6.3.6. From the foregoing it is clear that the above- mentioned, highly pertinent state of the art according to (2), alone or in combination with the prior art of (1), points the skilled person directly to the proposed solution of the problem underlying the application. Moreover, the additionally cited documents provide the skilled person with further useful guidance - should he need them - towards the claimed invention.
6.4. Thus, citation (1) discloses that administration of FLP to patients was followed by marked lymphocytopenia. The data in Chart 4 of (1) demonstrate that the major mature T-lymphocyte subsets T4 and T8 were both reduced substantially by FLP. However, T4 cells were even more sensitive and their level fell to a greater degree, resulting in a reversal of the circulating T4:T8 ratio (see (1) page 4663, Chart 4; page 4664, right hand column).
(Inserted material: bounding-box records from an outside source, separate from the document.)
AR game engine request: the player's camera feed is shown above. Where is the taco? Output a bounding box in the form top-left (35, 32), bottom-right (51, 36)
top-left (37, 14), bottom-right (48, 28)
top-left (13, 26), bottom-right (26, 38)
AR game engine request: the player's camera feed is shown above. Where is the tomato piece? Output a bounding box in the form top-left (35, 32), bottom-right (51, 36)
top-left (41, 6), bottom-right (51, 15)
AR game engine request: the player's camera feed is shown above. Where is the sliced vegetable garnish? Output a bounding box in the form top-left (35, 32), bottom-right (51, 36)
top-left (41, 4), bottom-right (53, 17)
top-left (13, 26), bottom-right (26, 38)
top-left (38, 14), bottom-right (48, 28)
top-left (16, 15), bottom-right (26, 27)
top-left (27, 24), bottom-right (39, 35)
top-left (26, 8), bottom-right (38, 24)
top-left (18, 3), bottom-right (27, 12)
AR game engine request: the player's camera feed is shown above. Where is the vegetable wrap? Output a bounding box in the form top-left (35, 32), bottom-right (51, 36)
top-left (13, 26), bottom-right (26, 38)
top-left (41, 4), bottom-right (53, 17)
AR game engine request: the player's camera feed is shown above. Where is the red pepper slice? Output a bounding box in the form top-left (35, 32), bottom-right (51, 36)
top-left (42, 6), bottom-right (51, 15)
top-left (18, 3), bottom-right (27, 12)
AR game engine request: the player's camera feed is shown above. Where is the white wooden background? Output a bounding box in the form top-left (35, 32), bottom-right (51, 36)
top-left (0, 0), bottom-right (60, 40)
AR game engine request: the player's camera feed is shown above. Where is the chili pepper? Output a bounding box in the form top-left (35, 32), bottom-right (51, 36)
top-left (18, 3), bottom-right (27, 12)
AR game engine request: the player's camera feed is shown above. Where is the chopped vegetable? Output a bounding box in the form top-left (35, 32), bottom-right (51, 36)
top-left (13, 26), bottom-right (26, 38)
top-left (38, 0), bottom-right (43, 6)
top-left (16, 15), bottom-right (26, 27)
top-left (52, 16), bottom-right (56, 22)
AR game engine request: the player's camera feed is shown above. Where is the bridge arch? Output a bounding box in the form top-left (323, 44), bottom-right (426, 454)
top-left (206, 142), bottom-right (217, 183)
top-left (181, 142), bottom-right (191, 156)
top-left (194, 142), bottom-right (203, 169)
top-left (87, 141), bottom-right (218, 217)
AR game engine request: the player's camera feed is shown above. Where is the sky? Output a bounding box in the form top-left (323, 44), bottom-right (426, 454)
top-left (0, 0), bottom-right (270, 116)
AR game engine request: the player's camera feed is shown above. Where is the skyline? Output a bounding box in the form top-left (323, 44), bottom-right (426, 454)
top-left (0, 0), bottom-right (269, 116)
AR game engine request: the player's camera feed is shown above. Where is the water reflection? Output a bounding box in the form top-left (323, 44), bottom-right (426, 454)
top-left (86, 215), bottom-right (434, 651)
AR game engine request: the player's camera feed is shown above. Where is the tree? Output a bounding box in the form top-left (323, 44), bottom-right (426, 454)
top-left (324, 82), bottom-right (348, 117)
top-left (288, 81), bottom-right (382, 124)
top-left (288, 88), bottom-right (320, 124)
6.4.1. Citation (5) discloses, inter alia, that activated CD4 T cells produce a variety of cytokines which may be involved in the initiation and maintenance of the psoriatic process, a well-known example of an autoimmune disease (see page 3, right-hand column, third paragraph, lines 10 to 13). The cited document goes on to state that future treatments for psoriasis could include anticytokine therapy but that it was unlikely that interfering with one cytokine within a very complex network would be very effective. However, in this context it is clearly suggested in (5) that therapy against T4 cells or their migration into the skin is likely to be more fruitful in the treatment of psoriasis (see page 7, left-hand column, lines 16 to 19 from the bottom).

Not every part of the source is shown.